JurnalPatroliNews – Jakarta – Putra Mahkota Arab Saudi, Pangeran Mohammed bin Salman, menegaskan bahwa Gaza merupakan tanah Palestina dan hak rakyatnya “tidak bisa dihapus oleh agresi apa pun.” Pernyataan itu ia sampaikan dalam pidato resmi yang disiarkan televisi nasional pada Rabu (10/9) saat membuka tahun kedua sidang kesembilan Dewan Syura.

Dalam kesempatan tersebut, Mohammed bin Salman menekankan komitmen Kerajaan untuk terus mendorong solusi dua negara bagi penyelesaian konflik Israel–Palestina. Ia juga mengecam keras serangan-serangan Israel di kawasan, termasuk serangan udara di Doha, Qatar pada Selasa (9/9).
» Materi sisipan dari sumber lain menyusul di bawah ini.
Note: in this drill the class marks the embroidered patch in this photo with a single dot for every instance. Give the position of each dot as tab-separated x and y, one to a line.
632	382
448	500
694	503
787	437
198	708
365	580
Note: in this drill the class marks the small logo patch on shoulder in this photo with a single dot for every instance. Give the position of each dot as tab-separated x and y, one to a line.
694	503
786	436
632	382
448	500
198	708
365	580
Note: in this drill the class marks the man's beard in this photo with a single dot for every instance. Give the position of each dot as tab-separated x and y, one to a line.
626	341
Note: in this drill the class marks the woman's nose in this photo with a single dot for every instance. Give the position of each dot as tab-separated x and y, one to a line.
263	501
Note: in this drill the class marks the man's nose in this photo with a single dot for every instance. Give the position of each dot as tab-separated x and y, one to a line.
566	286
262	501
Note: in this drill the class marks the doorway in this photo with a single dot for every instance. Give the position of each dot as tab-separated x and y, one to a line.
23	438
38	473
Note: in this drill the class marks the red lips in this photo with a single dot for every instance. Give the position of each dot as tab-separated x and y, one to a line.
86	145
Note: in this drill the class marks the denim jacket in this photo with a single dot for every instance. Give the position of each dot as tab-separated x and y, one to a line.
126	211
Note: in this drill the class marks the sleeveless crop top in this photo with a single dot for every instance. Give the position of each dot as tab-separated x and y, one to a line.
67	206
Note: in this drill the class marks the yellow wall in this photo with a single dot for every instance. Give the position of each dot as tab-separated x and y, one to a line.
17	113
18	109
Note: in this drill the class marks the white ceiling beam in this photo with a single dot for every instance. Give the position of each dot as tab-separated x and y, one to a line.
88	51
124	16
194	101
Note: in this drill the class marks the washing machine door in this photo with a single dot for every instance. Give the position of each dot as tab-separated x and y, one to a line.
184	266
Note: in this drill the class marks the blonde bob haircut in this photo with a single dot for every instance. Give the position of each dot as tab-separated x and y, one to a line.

“Agresi brutal terhadap negara saudara kita, Qatar, menuntut respons tegas dari dunia Arab, Islam, dan internasional,” ujarnya. Ia menambahkan bahwa Arab Saudi siap mendukung Qatar tanpa batas dalam langkah-langkah yang akan ditempuh menghadapi situasi tersebut.

Sementara itu, kelompok Hamas menyatakan sedikitnya enam orang tewas dalam serangan Israel ke ibu kota Qatar tersebut. Salah satunya adalah anak dari negosiator utama Hamas, Khalil al-Hayya, bersama tiga pengawal serta seorang ajudannya. Beberapa pemimpin senior Hamas yang bermarkas di Doha dilaporkan selamat.

Pemerintah Qatar menuding Israel sengaja menargetkan rumah anggota biro politik Hamas yang berada di wilayahnya. Dalam pernyataan resmi, Kementerian Dalam Negeri Qatar menyebut seorang personel pasukan keamanan internal juga menjadi korban jiwa, sementara sejumlah lainnya mengalami luka-luka.